Le clip de Justice n'oublie personne : le bourgeois catho-tradi sera autant choqué que l'étudiant gauchiste, la mère au foyer ou le jeune cadre dynamique. Choquer, éloge du nihilisme, nous voilà revenus au temps des situationnistes, de leur critique radicale de la société du spectacle comme elle est effectuée dans ce clip -"Ca te fait kiffer de filmer ça, fils de pute ?"- jusqu'à l'autodérision quand les jeunes défoncent l'autoradio qui diffuse D.A.N.C.E., le premier tube du groupe. En somme, ce n'est nullement dans le délire commémoratif ambiant mais peut-être bien dans le dernier clip de Justice que se trouve l'héritage de mai 68.
Arthur Cembrese
Important débat visible ici :
http://www.fubiz.net/blog/index.php?2008/05/01/1579-justice-stress
Rédigé par : Ae | 08 mai 2008 à 22:51
"Choquer, éloge du nihilisme"?
Le nihilisme, n'est-ce pas plutôt affirmer que tout se vaut ? Sauf à dire que tout se vaut revient à proclamer la suprématie du rien...
Rédigé par : Friedrich | 11 mai 2008 à 15:09
Dire que tout se vaut ou qu'il n'y a aucune valeur c'est assez similaire puisque la valeur se définit justement en négatif par rapport à des concepts/pratiques qui sont dénués de valeur. S'il n'y a plus de négatif envers lequel se définir (i.e. "tout se vaut"), alors il n'y a plus de valeur. D'où le nihilisme.
Rédigé par : Arthur Cembrese | 13 mai 2008 à 00:52
Mais la volonté de choquer suppose qu'il existe des valeurs à partir desquelles on émet un jugement, non ?
Il me semble que l'indifférence est l'attitude la plus nihiliste qui soit. Et rien n'est plus éloigné de l'indifférence que la volonté de choquer.
Rédigé par : Friedrich | 13 mai 2008 à 18:48
1 million de passage sur le site de Justice: pas de promo donc !
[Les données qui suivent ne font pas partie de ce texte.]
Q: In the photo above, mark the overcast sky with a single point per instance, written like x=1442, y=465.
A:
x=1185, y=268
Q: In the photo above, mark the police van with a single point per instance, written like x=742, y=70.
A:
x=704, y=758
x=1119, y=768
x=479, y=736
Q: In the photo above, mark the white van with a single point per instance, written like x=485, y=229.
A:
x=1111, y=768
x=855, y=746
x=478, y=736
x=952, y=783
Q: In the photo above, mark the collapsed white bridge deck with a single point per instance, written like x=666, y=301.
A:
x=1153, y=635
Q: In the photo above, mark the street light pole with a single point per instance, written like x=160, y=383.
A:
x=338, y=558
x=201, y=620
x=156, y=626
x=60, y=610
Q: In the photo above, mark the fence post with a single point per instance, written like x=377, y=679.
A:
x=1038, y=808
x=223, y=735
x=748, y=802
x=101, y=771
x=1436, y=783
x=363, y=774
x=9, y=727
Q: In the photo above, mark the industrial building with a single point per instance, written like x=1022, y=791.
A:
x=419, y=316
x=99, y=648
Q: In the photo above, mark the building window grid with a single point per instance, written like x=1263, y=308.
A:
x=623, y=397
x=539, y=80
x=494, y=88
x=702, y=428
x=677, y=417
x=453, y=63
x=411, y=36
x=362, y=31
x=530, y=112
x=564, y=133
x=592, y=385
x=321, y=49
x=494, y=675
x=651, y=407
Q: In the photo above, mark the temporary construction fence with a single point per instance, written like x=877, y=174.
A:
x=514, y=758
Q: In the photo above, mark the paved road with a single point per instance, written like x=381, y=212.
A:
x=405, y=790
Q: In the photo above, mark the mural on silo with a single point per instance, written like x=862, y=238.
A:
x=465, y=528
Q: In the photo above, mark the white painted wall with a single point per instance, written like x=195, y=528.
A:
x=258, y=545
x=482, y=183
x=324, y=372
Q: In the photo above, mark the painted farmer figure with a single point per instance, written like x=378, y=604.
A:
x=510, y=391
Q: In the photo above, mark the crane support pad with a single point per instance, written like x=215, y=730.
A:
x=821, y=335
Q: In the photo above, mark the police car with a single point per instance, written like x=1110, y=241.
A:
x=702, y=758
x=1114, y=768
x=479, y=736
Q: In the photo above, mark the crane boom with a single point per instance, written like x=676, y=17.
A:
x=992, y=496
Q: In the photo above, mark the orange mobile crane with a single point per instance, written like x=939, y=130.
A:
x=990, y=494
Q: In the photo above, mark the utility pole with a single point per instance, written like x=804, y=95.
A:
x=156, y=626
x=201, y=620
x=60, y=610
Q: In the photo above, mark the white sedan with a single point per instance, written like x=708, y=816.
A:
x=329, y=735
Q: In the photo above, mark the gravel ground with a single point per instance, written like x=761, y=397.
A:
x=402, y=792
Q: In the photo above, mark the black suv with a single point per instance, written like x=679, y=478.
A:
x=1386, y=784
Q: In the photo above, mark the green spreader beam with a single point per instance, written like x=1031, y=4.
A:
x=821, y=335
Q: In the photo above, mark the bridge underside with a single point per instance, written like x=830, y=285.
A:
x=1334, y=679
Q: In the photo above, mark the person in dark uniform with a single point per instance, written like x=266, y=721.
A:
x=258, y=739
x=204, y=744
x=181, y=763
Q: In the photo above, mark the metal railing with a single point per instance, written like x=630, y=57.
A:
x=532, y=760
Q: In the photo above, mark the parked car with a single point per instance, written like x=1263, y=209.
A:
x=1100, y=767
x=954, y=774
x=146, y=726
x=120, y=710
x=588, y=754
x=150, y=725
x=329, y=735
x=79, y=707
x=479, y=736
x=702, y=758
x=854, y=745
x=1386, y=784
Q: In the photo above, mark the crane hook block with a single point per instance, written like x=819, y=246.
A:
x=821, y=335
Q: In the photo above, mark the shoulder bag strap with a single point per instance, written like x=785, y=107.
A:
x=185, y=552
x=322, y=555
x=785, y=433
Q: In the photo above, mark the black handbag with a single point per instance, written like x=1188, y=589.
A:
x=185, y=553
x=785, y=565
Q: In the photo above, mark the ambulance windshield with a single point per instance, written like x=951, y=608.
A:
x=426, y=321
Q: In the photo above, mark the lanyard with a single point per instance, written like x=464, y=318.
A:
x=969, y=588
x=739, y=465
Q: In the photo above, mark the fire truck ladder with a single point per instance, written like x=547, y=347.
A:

Le groupe dit qu'il voulait faire un clip pas diffusable à la TV, avec un thème pas diffusable à la radio: mission accomplie !
Rédigé par : François | 14 mai 2008 à 09:58
Ne peut on pas se demander si justice ne veut pas présenter la réalité de notre époque en contournant la censure médiatique actuelle?
Rédigé par : alex | 16 mai 2008 à 11:07
Je ne crois pas que le clip de Justice montre "la réalité de notre monde", ne serait-ce que parce que ce qu'il donne à voir est une vision très esthétisée d'un phénomène qui tient plus de l'ordre du fantasme que d'une réalité avérée.
C'est justement plus le rapport à l'image (réalité/fantasme, sensationnel/vérité ?) qui est au coeur de ce clip.